Shares of Skyworks Solutions (NASDAQ:SWKS) fell by as much as 5% in morning trading but have mostly recovered from those losses after the company reported fiscal third-quarter earnings last night. The release topped expectations in numerous ways, so it's unclear why investors were initially disappointed. As of 12:20 p.m. EDT, stock was down just 1%.
Revenue in the fiscal third quarter was $736.8 million, ahead of the consensus estimate of $691.2 million. That led to adjusted earnings per share of $1.25, topping the $1.14 per share in adjusted profits that Wall Street was expecting. The company also boosted its quarterly dividend by 14% to $0.50 per share.
"At the cusp of a multi-year upgrade cycle, we are capitalizing on early market momentum and accelerating widespread 5G adoption. Our efforts are underpinned by years of investment in next-generation technologies, uniquely positioning Skyworks to deliver long-term profitable growth," CEO Liam Griffin said in a statement.
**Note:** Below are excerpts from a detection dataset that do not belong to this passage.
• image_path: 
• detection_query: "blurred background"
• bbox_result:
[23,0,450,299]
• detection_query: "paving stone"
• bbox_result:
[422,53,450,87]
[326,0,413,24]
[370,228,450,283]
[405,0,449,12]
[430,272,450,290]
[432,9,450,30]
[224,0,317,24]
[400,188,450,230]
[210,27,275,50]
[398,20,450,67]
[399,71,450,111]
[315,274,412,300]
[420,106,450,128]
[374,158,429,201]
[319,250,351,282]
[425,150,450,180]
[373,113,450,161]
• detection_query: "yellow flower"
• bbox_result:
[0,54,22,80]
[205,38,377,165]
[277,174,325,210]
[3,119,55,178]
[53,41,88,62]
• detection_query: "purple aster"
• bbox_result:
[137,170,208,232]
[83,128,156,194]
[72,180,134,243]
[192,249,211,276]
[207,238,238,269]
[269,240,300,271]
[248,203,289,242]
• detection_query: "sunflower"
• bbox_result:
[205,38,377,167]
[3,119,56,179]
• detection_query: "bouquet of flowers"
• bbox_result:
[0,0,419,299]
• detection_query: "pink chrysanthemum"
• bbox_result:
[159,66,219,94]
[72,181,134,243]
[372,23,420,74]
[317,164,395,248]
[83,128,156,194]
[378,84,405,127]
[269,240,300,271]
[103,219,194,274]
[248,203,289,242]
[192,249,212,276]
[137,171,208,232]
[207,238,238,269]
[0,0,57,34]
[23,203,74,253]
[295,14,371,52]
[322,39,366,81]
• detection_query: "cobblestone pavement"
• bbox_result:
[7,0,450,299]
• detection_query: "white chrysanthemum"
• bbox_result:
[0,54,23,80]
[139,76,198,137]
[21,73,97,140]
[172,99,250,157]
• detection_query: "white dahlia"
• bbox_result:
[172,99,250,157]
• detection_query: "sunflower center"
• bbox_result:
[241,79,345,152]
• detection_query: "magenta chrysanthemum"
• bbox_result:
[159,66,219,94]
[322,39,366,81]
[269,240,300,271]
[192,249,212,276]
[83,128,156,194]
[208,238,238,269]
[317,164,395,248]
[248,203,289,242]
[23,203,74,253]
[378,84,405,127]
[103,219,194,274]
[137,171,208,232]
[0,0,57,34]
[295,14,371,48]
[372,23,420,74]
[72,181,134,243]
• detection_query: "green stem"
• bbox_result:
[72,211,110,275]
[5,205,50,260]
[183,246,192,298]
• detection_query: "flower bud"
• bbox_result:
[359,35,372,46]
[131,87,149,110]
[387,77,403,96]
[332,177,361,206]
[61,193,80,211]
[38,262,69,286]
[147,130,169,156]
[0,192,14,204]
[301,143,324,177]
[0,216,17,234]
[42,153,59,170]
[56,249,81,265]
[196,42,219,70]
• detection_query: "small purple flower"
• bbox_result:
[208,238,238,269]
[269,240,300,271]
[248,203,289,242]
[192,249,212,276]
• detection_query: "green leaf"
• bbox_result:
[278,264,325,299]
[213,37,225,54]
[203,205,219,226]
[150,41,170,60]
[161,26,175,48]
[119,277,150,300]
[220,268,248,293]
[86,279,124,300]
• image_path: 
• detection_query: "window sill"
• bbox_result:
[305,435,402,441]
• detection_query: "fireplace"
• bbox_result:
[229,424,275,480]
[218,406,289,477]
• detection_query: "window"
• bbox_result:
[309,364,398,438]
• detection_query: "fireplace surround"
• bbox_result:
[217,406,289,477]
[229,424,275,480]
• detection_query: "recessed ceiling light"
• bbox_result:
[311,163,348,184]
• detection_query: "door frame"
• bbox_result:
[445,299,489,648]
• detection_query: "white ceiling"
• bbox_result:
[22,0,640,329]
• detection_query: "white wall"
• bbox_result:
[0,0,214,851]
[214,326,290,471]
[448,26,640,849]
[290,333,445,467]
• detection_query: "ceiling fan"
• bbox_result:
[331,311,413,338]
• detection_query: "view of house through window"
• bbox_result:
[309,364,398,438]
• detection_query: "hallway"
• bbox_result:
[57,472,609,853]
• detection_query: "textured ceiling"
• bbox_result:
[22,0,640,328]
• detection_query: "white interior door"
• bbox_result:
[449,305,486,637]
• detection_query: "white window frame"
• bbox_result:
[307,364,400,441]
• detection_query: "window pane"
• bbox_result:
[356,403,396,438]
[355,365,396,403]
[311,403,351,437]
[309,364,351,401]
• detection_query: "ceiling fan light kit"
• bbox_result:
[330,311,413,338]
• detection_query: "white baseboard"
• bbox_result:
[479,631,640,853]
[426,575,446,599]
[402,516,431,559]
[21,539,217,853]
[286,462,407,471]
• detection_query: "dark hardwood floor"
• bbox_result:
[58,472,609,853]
The prominent Apple supplier also issued a strong outlook for the fiscal fourth quarter. Revenue is forecast in the range of $830 million to $850 million, which is expected to translate into adjusted earnings per share of $1.51. That outlook is ahead of the $788.6 million in sales and $1.43 per share in adjusted profits that analysts are currently modeling for.
Apple is Skyworks' biggest customer, accounting for 51% of revenue last fiscal year. The Cupertino tech giant's flagship iPhones are reportedly being delayed until late October due to supply chain holdups related to the COVID-19 pandemic. Skyworks will enjoy robust sales as Apple begins producing new handsets ahead of the launch.
The stock received a slew of price target upgrades following the report, with most analysts reiterating buy (or equivalent) ratings.